Wednesday, September 21, 2011

ECRYPT yearly meeting, Leuven

Welcome back Leuven - this time for the ECRYPT annual meeting. I gave the reasearch talk on behalf of the MAYA working group which was an extended version of my talk at ESORICS last week. The VAMPIRE group presented "Another look at second order DPA".

SYMLAB talked about algebraic attacks on constructions like block ciphers or hash functions. Algebraic attacks model the primitive in question using a set of multivariate, nonlinear equations and then use generic techniques to solve these equations. The work complexity for this method is the complexity of the algebraic attack. Algebraic attacks are far from new but were dismissed early on as a problem that designers could easily deal with - indeed the generic approach for setting up equation systems is not particularly efficient.
But in 2003 algebraic attacks were rediscovered in the form of an efficient attack on a new stream cipher.

The example in the talk considered a keystream built from a n-bit LFSR initialised to the n-bit key whose outputs are fed through a compression function with one-bit range (so the construction produces one bit per clock of the LFSR). Writing this as a set of equations with L the LFSR and F the compression function, k the key and s the stream, the derived equation system looks something like


s[0] = F(L(k))
s[1] = F(L(L(k))
s[2] = F(L(L(L(k)))


and so on, which at some point becomes overdetermined and thus solvable in k (the s values are obviously known). L is linear so F is the main stumbling block here.
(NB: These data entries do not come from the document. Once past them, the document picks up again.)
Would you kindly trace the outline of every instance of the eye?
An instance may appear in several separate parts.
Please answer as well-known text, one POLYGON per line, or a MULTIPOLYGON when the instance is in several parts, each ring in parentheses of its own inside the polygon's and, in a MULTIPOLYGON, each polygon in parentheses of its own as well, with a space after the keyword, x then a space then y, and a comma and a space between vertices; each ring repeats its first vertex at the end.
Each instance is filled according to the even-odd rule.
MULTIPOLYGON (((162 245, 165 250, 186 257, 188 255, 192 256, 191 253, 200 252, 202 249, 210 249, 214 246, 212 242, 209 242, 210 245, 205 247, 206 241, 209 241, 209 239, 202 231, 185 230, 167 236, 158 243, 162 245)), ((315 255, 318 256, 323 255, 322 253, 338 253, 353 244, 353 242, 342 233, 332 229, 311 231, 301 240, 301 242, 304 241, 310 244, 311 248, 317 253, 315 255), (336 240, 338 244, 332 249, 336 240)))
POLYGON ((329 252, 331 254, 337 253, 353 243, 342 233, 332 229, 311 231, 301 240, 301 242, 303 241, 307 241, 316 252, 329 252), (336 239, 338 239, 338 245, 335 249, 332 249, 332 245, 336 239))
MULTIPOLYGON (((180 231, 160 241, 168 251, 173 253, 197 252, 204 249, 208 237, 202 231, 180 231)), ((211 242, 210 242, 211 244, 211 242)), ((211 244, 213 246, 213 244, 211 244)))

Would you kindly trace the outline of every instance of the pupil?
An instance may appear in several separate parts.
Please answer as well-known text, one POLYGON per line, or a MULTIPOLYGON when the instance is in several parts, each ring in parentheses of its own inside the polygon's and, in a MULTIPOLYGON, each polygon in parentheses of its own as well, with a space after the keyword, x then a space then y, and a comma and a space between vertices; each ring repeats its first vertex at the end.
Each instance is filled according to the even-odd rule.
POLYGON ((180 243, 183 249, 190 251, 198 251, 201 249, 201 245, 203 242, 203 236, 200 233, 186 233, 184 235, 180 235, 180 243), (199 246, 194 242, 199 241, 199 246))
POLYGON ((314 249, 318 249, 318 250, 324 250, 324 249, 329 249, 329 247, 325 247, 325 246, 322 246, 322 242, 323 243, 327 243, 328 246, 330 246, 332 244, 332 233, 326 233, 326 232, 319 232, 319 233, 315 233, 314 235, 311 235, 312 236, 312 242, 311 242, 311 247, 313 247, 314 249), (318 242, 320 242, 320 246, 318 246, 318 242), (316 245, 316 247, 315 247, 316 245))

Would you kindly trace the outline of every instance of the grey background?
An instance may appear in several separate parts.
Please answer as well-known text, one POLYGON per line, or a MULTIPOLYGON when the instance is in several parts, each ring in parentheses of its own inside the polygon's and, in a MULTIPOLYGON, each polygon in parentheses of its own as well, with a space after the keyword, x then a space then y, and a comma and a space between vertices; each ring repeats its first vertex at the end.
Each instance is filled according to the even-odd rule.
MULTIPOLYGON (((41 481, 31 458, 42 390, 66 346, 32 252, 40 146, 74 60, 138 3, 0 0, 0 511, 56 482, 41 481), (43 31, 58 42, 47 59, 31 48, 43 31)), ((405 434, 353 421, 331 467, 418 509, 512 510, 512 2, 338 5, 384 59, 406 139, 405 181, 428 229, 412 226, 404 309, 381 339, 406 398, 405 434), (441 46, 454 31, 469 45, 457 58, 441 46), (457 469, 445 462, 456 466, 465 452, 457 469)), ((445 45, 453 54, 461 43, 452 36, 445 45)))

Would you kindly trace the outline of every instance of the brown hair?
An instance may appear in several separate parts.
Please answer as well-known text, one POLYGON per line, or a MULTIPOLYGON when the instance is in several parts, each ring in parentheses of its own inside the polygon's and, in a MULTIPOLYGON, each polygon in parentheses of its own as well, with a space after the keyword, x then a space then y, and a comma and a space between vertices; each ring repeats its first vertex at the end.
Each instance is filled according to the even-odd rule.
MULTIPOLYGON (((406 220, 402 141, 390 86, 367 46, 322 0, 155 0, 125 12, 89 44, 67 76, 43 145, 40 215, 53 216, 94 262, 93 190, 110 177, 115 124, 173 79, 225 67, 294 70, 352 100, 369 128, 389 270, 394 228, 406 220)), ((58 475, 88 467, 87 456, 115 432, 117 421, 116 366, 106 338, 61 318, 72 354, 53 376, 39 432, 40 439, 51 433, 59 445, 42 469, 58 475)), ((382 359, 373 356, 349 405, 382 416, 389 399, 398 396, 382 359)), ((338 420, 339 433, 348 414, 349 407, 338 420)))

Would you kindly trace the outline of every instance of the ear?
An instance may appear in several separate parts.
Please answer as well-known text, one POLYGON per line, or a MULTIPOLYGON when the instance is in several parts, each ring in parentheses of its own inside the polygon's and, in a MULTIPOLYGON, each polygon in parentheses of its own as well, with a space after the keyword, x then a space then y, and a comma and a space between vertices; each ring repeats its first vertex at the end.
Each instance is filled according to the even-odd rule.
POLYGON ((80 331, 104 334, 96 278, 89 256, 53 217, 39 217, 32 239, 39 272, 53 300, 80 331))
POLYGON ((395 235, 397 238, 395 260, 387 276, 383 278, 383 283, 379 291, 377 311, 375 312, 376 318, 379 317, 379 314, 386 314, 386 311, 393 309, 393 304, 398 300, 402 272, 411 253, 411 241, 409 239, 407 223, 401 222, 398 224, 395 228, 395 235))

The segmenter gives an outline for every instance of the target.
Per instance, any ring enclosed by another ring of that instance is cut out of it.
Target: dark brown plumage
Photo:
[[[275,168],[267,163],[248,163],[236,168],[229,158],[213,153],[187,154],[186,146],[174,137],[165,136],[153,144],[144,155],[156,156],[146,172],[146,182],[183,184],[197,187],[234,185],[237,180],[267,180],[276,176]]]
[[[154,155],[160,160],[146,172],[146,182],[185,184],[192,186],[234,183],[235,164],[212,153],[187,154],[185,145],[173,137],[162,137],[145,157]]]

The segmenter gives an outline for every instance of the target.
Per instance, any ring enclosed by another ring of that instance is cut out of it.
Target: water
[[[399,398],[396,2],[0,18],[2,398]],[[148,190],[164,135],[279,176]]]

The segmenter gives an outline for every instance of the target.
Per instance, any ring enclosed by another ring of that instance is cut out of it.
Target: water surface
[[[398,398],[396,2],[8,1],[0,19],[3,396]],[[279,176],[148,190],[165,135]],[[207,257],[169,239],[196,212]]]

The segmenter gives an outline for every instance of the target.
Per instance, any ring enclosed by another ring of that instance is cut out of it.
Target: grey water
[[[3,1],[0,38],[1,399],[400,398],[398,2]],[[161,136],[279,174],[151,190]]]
In particular, creating and solving the equations takes polynomial time in the length of k but exponential in the degree of F.

It looks as if one can just pick the degree of F large enough to defeat this attack. The 2003 paper looked at an example where F had high degree but a low-degree annihilator (a function G with F.G = 0) and one could perform the attack using G instead.

The speaker argued that further such tricks could make algebraic attacks feasible against other ciphers; algebraic attacks should therefore not be written off too lightly.